Segundo análise da TOTVS, o fortalecimento da tecnologia, da eficiência e da sustentabilidade tende a redefinir a competitividade do agro brasileiro em 2026.
O agronegócio brasileiro entrou em 2026 aprofundando a integração entre tecnologia, eficiência operacional e sustentabilidade. O movimento reflete uma mudança estrutural na gestão do setor, que passou a tratar inovação não apenas como modernização de processos, mas como peça central da estratégia econômica no campo.
Análise divulgada pela TOTVS destaca entre as principais tendências do ano o avanço da inteligência artificial, da automação, da análise de dados em tempo real, da rastreabilidade e da bioenergia, com ênfase no crescimento do etanol de cereais.

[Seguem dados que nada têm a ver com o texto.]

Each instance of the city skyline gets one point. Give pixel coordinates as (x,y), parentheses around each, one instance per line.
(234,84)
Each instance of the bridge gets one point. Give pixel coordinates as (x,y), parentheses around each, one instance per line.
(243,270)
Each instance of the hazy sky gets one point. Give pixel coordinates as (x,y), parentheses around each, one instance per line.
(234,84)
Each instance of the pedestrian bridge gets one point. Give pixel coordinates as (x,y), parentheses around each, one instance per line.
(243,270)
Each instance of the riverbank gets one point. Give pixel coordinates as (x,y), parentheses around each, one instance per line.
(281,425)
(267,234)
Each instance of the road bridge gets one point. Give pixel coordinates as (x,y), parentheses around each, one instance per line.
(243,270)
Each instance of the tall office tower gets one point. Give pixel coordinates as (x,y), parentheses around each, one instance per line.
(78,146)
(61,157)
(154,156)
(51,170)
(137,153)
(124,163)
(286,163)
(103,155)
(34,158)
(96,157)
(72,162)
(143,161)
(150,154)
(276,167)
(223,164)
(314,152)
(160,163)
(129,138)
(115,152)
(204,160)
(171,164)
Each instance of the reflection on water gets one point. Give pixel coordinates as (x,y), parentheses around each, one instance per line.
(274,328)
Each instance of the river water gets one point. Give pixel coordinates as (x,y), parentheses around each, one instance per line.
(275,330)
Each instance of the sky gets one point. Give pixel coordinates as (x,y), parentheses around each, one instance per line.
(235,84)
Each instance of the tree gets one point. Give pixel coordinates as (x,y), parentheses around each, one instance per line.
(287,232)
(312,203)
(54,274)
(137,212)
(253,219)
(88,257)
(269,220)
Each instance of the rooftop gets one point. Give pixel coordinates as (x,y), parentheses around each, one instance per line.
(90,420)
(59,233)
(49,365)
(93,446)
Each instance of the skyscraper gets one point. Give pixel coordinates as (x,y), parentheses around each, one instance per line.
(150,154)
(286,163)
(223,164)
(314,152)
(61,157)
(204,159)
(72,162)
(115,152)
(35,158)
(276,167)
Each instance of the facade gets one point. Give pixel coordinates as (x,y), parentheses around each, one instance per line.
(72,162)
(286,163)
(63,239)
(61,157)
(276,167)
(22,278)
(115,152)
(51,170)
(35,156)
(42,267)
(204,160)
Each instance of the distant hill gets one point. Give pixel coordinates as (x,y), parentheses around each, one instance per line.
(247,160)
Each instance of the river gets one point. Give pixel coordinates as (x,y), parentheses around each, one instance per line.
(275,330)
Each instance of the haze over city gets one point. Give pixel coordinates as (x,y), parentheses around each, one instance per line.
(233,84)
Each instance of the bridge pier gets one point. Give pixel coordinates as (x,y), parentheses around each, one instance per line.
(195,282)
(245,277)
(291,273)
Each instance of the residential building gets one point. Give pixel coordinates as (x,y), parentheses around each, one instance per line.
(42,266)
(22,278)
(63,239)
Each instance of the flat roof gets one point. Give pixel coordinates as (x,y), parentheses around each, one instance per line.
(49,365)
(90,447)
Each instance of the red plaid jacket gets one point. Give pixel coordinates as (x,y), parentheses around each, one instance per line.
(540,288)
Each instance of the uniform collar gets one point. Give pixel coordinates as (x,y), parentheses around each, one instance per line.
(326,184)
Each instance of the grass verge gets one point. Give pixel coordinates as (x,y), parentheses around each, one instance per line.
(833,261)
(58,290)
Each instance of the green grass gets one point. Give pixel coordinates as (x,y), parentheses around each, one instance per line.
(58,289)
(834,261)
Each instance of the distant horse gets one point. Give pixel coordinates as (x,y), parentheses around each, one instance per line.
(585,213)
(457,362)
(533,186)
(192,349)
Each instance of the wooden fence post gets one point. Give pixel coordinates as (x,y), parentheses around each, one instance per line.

O objetivo é tornar a produção mais previsível, reduzir desperdícios e ampliar a capacidade de resposta diante das exigências de mercado.
Segundo a avaliação publicada, o uso de tecnologia no agro vem permitindo decisões mais rápidas, melhor gestão de custos, monitoramento mais preciso de processos e maior integração entre as etapas produtivas. Ao mesmo tempo, práticas sustentáveis passam a ser tratadas como factor de eficiência e acesso a mercados, e não apenas como compromisso institucional.
A bioenergia aparece como uma das frentes com maior potencial de expansão, enquanto a digitalização da gestão fortalece o controle sobre insumos, colheita, logística interna e desempenho operacional. Em um ambiente de margens apertadas e competição crescente, o produtor que combina tecnologia e gestão tende a ganhar vantagem.
Em 2026, a inovação deixa de ser apenas promessa de futuro e passa a se consolidar como ferramenta cotidiana de decisão no agronegócio. O setor avança para uma fase em que produzir bem depende, cada vez mais, de gerir melhor.